Posted: Mon Apr 23, 2007 9:41 am
by knallbernd
Ich glaub's nicht! IT WORKS!

Vielen vielen Dank!

Posted: Mon Apr 23, 2007 9:48 am
by CoderGoblin
You are welcome... Hopefully you understand what I changed...

It's always easier handling a single array rather than an array with another variable containing indexes etc.

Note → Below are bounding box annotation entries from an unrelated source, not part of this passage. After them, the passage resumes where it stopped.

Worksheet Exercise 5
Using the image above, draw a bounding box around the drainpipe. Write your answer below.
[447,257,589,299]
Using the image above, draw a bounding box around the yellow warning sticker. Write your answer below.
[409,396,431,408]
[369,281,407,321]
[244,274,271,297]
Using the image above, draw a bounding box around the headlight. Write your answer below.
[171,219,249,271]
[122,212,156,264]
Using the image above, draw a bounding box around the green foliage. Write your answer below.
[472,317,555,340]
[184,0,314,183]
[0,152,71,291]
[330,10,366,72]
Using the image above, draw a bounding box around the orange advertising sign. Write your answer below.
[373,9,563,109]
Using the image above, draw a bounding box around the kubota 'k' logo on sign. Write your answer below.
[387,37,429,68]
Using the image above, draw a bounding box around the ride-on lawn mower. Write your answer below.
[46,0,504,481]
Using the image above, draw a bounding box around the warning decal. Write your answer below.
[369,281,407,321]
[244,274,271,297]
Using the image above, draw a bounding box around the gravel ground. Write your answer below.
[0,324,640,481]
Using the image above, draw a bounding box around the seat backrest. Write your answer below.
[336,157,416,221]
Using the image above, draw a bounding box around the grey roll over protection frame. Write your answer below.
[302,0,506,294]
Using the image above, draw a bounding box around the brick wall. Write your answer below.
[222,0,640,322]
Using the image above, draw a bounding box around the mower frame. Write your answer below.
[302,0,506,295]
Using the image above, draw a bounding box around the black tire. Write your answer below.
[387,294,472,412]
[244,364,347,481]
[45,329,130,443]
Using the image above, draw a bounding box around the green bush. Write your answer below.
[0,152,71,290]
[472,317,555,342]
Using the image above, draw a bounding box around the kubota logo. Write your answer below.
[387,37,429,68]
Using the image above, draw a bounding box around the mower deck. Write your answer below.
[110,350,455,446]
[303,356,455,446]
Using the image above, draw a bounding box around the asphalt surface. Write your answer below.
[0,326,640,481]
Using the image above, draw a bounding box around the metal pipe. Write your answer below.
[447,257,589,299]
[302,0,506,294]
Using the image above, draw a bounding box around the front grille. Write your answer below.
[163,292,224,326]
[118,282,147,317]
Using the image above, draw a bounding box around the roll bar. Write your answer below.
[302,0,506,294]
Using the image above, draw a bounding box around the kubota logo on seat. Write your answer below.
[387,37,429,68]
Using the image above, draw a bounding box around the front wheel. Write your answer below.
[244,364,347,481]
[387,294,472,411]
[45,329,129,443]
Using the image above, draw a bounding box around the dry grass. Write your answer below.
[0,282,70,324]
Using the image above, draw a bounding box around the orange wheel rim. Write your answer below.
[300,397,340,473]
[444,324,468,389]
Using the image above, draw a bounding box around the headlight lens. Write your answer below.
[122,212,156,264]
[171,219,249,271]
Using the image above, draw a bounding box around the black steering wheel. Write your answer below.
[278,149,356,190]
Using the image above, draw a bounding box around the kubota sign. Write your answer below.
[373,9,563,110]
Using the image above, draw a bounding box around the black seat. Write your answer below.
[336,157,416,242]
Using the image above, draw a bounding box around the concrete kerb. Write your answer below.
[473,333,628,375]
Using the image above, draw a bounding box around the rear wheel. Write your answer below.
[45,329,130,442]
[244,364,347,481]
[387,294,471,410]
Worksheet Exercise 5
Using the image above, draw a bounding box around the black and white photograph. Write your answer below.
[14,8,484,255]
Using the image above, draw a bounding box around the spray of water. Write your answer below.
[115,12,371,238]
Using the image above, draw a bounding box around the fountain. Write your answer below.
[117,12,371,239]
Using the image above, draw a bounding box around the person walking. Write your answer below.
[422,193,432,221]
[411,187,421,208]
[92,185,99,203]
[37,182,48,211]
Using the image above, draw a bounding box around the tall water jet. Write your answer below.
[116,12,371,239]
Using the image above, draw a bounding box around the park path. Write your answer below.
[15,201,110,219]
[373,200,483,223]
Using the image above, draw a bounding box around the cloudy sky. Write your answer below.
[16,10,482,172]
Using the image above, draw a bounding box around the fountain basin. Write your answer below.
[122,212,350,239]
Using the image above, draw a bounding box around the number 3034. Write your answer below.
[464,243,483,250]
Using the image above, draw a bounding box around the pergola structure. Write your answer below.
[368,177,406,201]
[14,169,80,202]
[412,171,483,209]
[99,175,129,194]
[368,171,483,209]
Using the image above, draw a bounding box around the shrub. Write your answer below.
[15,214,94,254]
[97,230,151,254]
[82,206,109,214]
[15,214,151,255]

You should also note the addition of some additional checking which you need to change to german and decide how you want to handle the cases. Bear in mind that you should NEVER TRUST USER INPUT. Even the formular.php could be passed strange values by someone hacking hence the check to see if 'Frage' is an array.